Rena begann zu begreifen, wo das Problem lag.
“Seine verdammten Biester ziehen mir ständig Halme aus den Wänden! Meine Hütte wird auseinanderfallen!”
“Das Ding war vorher schon hinüber!”
“Irgendwann murkse ich sie einfach ab…”
“Machst du doch jetzt schon, Schurke!”
“Das reicht jetzt”, sagte Rena entschieden, und die beiden Männer verstummten. “Was ist euer Vorschlag, wie man das Problem lösen könnte?”
“Er soll mir zwanzig Tarba im Jahr zahlen.” Die Äuglein des Alten glitzerten. “Davon könnte ich meine Hütte flicken lassen.”
“Auf gar keinen Fall.” Der Blonde schüttelte den Kopf. “Keinen müden Ruma bekommst du von mir!”
“Deine Hütte ist direkt neben seiner? Mitten im Dorf?” erkundigte sich Rena, und der Züchter nickte. Sie sah, dass er noch immer skeptisch war, ob sie ihm helfen konnte. Rena überlegte. Solche Situationen gab es zu genüge in den Dörfern. Nachbarn wurden aus lächerlichem Anlaß zu Feinden. Die einzige Lösung, die es dafür gab, war eigentlich, die beiden auseinanderzubringen. So weit wie möglich. In Gedanken versunken nippte sie an ihrem Becher Cayoral. Respektvoll gaben die drei Menschen ihr Zeit zum Überlegen. Schließlich hatte Rena einen Einfall. Ja, das konnte man mal probieren!
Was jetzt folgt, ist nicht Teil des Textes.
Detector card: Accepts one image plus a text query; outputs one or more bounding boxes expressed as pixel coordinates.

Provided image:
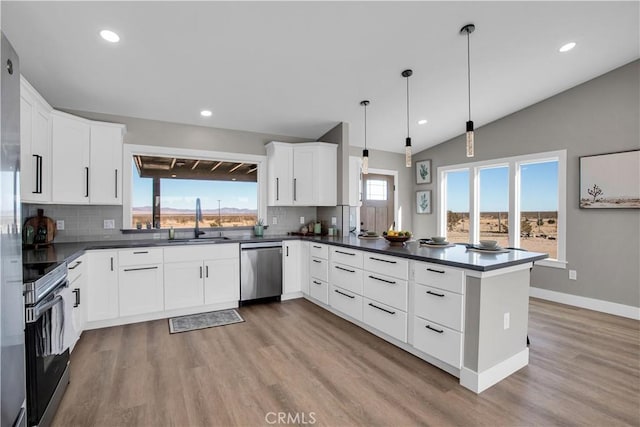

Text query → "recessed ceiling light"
[100,30,120,43]
[558,42,576,52]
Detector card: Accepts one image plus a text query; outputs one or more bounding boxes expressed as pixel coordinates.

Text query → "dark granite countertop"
[22,235,548,271]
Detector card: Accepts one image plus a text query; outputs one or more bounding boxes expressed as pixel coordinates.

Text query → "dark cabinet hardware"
[124,265,158,272]
[369,276,396,285]
[369,303,396,314]
[71,288,80,308]
[425,325,444,334]
[369,256,397,264]
[336,251,356,256]
[334,289,355,299]
[427,291,444,297]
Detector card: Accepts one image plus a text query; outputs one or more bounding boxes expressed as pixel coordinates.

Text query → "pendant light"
[360,100,369,175]
[402,70,413,168]
[460,24,476,157]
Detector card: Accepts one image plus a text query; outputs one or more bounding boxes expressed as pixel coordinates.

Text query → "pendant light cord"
[467,31,471,121]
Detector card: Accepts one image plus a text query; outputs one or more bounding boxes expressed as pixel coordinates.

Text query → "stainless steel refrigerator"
[0,33,26,427]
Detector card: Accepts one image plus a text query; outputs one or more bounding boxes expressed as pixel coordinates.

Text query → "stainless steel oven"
[23,262,71,426]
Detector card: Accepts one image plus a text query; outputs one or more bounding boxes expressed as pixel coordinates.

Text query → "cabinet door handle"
[427,291,444,298]
[333,289,355,299]
[369,303,396,314]
[71,288,80,308]
[425,325,444,334]
[84,166,89,197]
[69,261,82,270]
[369,276,396,285]
[369,256,398,264]
[124,265,158,277]
[336,251,356,256]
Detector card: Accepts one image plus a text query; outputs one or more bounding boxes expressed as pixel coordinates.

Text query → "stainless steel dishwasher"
[240,242,282,305]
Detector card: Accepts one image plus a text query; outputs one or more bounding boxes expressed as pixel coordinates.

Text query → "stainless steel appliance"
[0,30,26,426]
[23,262,72,426]
[240,242,282,304]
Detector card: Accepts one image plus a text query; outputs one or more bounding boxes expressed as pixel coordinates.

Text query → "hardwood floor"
[54,299,640,426]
Sie wandte sich an den Sohn, dem die ganze Schau sichtbar peinlich war. “Wo wohnt Ihr eigentlich?”
“Äh, am Rand des Dorfes”, sagte der junge Mann. “Wieso?”
“Warum tauscht ihr dann nicht einfach die Hütten? Ihr zieht neben euren Vater, der Züchter nach draußen. Dort ist sowieso mehr Platz für die Tiere.”
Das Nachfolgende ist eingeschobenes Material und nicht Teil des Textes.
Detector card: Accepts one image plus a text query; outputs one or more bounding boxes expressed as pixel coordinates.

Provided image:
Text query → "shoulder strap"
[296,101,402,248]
Verdutzt blickten sich die beiden Kontrahenten an. Der Alte tuschelte aufgeregt mit seinem Sohn, der Vogelzüchter zupfte nachdenklich an seinen Haaren. Dann sagte er vorsichtig: “Das könnte gehen. Wenn seine Hütte genauso gut ist wie meine. Ich danke euch für den Rat, Rena ke Alaak.”
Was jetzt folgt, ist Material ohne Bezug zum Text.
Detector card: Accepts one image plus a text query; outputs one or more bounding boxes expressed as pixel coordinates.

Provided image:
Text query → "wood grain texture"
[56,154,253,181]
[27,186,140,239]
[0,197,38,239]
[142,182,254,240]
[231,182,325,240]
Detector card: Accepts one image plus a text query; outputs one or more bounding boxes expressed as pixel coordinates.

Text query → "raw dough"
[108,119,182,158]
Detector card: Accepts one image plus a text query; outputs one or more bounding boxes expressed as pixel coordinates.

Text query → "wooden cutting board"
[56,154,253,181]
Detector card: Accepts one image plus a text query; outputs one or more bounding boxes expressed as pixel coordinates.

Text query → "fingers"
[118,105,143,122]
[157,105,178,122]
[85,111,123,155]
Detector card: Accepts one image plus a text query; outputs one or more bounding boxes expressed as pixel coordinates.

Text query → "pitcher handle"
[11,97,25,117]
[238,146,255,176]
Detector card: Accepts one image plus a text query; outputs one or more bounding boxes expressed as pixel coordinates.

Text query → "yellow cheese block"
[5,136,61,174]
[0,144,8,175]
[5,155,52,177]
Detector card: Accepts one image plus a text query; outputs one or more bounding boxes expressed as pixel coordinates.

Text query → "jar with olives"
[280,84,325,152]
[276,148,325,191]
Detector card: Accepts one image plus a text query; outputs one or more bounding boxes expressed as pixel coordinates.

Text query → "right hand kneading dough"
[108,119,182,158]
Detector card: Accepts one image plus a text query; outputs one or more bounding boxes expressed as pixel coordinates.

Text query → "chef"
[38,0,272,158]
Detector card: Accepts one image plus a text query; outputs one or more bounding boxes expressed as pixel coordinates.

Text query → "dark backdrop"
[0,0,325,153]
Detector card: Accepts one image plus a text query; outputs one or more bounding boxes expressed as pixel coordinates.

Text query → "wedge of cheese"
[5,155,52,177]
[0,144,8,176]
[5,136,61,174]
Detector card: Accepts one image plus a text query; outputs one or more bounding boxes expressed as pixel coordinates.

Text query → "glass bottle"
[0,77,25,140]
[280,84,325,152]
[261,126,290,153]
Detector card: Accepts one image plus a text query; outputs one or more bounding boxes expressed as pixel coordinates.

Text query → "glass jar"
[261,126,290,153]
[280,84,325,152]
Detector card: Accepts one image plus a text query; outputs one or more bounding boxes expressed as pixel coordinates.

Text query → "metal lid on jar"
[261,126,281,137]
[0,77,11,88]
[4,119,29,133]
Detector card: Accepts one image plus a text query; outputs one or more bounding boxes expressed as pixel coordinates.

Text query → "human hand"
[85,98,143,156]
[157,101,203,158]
Rena sah, dass er es ehrlich meinte, dass es nun nicht mehr wichtig war, wie alt sie war.
Dem Alten tat es sichtlich leid um den Vogelbraten und um die zwanzig Tarba, doch er konnte nicht ablehnen, ohne seinen Sohn vor den Kopf zu stoßen und vor dem Züchter zuzugeben, dass es ihm eigentlich nicht um die ausgezupften Grashalme ging. Als Dank ließ der Züchter einen Käfig mit zwei gefiederten Bewohnern da. Sie ahnten nicht, dass sie nur dazu geboren worden waren, um gegessen zu werden, und hüpften zwitschernd auf und ab. Seid froh, dass ihr nicht an jemand anders geraten seid, dachte Rena, öffnete das Käfigtürchen und sah zu, wie sich die beiden in den hellvioletten Himmel über dem Grasmeer davonmachten. Dann stellte sie den Käfig in eine Ecke und lugte noch einmal schnell nach nebenan. Da saßen schon wieder andere Leute, die ihren Rat wollten. Zwei junge Leute, eine ältere Frau… …und eine Gestalt, in einen dunkelblauen Umhang gehüllt, die Kapuze über das Gesicht gezogen.
Rena runzelte die Stirn. Wer konnte denn das sein? Sah nicht so aus wie ein Mensch der Luft-Gilde.